Chicken Soup with Polenta Dumplings

Chicken soup has always been my son, Nicholas’ favorite.  This recipe kicks it into high gear by adding polenta (cornmeal) dumplings to the top of the soup.  This is incredibly hearty and wonderful on a cold wintery day!



2 Tbsp. Olive Oil

2 Garlic Cloves, Chopped

1 Cup Onion, Chopped

1 Cup Celery, Chopped

1 Cup Carrots, Chopped

1 Tbsp. Oregano, 1 Tsp. Salt, 1 Tsp. Pepper

1 Can (48 oz) Chicken Broth & 1 Can (48 oz) Beef Broth

1 (1.22 oz) Container Concentrated Chicken Stock (Knorr’s) or 2 Tbsp. Chicken Base

1 ½ Cups Roasted Chicken, Chopped (Purchase premade)
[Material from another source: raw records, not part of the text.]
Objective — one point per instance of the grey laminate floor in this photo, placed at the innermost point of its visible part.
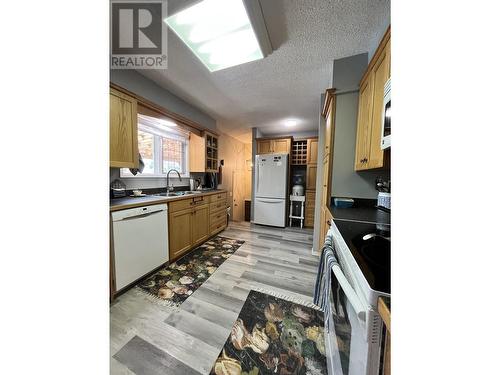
(147, 338)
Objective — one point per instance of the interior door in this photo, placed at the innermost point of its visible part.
(199, 224)
(238, 203)
(264, 146)
(281, 145)
(312, 151)
(271, 176)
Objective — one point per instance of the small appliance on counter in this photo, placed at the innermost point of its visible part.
(343, 202)
(298, 185)
(118, 189)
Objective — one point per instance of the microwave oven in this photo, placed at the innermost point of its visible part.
(385, 139)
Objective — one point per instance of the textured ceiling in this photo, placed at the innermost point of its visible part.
(307, 36)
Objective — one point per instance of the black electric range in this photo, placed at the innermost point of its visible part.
(371, 247)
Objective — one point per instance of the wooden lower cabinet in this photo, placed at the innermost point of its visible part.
(311, 176)
(193, 220)
(199, 224)
(179, 232)
(123, 148)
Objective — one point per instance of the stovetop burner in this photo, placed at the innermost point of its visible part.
(371, 247)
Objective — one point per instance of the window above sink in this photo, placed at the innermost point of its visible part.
(163, 146)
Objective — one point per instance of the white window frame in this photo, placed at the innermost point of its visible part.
(158, 157)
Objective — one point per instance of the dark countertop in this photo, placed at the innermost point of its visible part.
(116, 204)
(363, 211)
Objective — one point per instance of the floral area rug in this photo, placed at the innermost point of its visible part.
(274, 336)
(173, 284)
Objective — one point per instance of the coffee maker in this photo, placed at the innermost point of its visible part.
(210, 181)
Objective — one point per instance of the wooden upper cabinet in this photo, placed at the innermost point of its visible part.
(369, 154)
(123, 149)
(200, 224)
(363, 133)
(312, 151)
(311, 176)
(271, 146)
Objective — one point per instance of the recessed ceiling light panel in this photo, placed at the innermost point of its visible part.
(218, 32)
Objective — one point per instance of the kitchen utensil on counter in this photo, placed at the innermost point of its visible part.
(297, 190)
(384, 200)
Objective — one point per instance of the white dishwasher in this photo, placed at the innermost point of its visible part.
(140, 242)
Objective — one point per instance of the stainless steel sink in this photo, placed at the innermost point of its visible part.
(176, 193)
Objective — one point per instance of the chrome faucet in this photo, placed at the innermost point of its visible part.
(366, 237)
(169, 188)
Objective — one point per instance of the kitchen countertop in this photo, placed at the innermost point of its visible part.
(117, 204)
(362, 212)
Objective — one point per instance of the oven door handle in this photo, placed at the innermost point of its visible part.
(350, 293)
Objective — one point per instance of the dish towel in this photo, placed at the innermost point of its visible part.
(134, 171)
(323, 279)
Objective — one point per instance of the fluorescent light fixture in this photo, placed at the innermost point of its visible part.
(218, 32)
(290, 122)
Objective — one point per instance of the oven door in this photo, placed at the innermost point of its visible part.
(346, 337)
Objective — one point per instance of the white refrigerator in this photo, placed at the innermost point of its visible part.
(271, 189)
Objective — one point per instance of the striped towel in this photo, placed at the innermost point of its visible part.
(323, 279)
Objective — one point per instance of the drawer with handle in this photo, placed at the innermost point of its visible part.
(218, 197)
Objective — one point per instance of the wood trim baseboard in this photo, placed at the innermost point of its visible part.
(377, 53)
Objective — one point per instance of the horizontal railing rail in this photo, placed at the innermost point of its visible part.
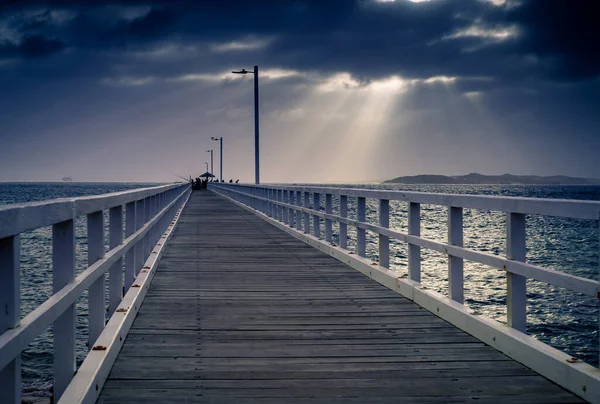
(299, 208)
(148, 214)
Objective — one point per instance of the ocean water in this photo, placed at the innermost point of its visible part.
(563, 319)
(36, 272)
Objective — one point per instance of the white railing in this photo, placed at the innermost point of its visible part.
(290, 208)
(148, 214)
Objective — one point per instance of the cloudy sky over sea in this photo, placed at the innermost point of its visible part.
(350, 90)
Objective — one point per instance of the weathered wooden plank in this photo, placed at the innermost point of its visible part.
(240, 312)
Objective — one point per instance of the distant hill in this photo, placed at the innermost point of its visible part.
(506, 179)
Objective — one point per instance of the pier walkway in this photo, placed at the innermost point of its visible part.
(241, 312)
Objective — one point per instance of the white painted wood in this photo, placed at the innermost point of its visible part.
(146, 217)
(578, 377)
(328, 222)
(13, 341)
(18, 218)
(516, 298)
(384, 241)
(455, 264)
(298, 211)
(316, 218)
(361, 235)
(93, 372)
(130, 256)
(343, 226)
(10, 301)
(63, 266)
(96, 313)
(578, 284)
(284, 199)
(539, 206)
(291, 211)
(414, 251)
(115, 273)
(306, 214)
(139, 249)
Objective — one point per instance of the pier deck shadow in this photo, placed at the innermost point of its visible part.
(241, 312)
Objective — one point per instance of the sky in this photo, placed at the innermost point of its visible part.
(350, 90)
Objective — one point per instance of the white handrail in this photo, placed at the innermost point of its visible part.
(285, 205)
(149, 212)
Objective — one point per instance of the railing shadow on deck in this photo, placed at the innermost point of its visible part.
(150, 215)
(291, 208)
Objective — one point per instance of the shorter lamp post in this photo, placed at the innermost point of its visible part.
(220, 140)
(211, 165)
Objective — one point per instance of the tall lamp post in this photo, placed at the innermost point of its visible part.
(211, 165)
(220, 140)
(256, 148)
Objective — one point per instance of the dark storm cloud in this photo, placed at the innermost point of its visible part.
(31, 46)
(553, 39)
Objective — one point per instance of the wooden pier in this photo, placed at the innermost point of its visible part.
(241, 312)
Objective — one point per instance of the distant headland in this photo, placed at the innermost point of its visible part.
(504, 179)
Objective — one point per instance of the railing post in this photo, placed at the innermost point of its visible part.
(116, 270)
(279, 207)
(284, 199)
(291, 211)
(147, 246)
(10, 302)
(63, 266)
(343, 226)
(139, 222)
(298, 211)
(328, 222)
(96, 313)
(414, 251)
(516, 298)
(306, 214)
(316, 219)
(455, 264)
(361, 235)
(384, 241)
(131, 255)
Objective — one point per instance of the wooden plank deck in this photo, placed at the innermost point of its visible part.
(241, 312)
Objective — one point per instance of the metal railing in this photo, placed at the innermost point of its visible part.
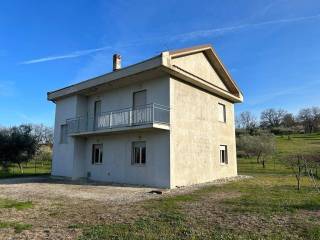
(147, 114)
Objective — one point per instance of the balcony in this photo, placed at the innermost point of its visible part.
(147, 116)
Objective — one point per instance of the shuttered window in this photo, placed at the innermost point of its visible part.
(222, 112)
(64, 133)
(139, 153)
(223, 154)
(97, 153)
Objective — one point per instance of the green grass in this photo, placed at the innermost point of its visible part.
(297, 144)
(19, 205)
(18, 227)
(261, 199)
(31, 169)
(267, 206)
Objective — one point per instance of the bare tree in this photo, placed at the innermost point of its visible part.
(260, 146)
(288, 120)
(296, 163)
(247, 121)
(271, 117)
(310, 119)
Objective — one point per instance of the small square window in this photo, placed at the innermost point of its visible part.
(223, 154)
(222, 112)
(97, 153)
(139, 153)
(64, 133)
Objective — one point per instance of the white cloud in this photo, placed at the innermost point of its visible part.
(285, 92)
(223, 30)
(171, 38)
(74, 54)
(7, 88)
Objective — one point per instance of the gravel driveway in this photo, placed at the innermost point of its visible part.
(44, 187)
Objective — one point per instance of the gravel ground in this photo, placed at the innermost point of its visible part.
(47, 188)
(59, 204)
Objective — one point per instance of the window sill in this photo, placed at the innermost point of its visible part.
(138, 165)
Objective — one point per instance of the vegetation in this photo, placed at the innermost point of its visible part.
(19, 205)
(25, 150)
(18, 227)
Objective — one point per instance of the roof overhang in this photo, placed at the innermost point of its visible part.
(155, 65)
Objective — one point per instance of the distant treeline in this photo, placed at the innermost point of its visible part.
(280, 121)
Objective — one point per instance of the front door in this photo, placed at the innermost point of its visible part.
(139, 107)
(97, 114)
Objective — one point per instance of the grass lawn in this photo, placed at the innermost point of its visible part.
(32, 168)
(266, 206)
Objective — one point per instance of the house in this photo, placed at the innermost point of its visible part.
(165, 122)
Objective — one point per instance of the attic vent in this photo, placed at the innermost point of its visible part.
(116, 62)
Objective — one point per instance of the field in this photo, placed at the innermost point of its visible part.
(266, 206)
(32, 168)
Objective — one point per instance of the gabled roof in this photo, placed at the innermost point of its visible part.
(161, 63)
(215, 62)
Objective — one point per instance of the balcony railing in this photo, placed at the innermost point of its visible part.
(147, 114)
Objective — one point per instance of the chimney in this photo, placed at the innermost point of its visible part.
(116, 62)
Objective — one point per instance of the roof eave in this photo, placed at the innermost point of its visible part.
(104, 79)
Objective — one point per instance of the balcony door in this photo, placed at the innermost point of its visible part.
(140, 110)
(97, 114)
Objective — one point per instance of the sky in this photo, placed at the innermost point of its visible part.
(270, 47)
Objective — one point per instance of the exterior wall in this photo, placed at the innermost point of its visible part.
(196, 135)
(120, 98)
(64, 154)
(117, 154)
(74, 158)
(199, 65)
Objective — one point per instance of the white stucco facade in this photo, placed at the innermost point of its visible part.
(180, 150)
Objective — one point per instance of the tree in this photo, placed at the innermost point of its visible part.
(247, 121)
(288, 120)
(296, 163)
(310, 119)
(271, 118)
(17, 145)
(43, 133)
(261, 146)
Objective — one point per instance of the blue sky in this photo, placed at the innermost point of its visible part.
(270, 47)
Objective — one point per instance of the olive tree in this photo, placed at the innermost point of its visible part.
(17, 145)
(260, 146)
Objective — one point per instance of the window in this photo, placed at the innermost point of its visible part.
(139, 153)
(139, 98)
(64, 133)
(97, 153)
(223, 154)
(97, 113)
(222, 112)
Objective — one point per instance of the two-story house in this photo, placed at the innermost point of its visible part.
(165, 122)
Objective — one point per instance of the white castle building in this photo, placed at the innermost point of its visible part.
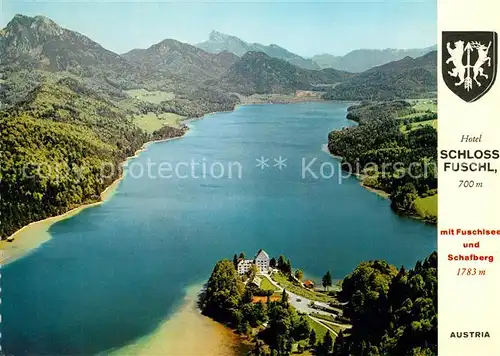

1 Cup Flour, ½ Cup Yellow Cornmeal, 2 Tsp. Baking Powder, ½ Tsp. Salt, ¾ Cup Buttermilk



In a soup pot over medium heat, combine oil and garlic.  Saute for approx. 1 minute, until the garlic is light brown.  Add the onion, carrots, celery, oregano, salt and pepper.  Saute for approx. 7 minutes, until vegetables begin to soften.  Add the chicken broth, beef broth and the concentrated chicken stock (or base) and bring to a boil.  Add the roasted chicken and simmer until the mixture is heated through.  Taste and season with additional salt, pepper if desired.
Dumplings: In a large bowl, combine the flour, cornmeal, baking powder, salt & buttermilk.  Drop by rounded tablespoons on top of simmering broth.  Cover and cook until the dumplings are cooked through, approx. 8-10 minutes.  Serve warm.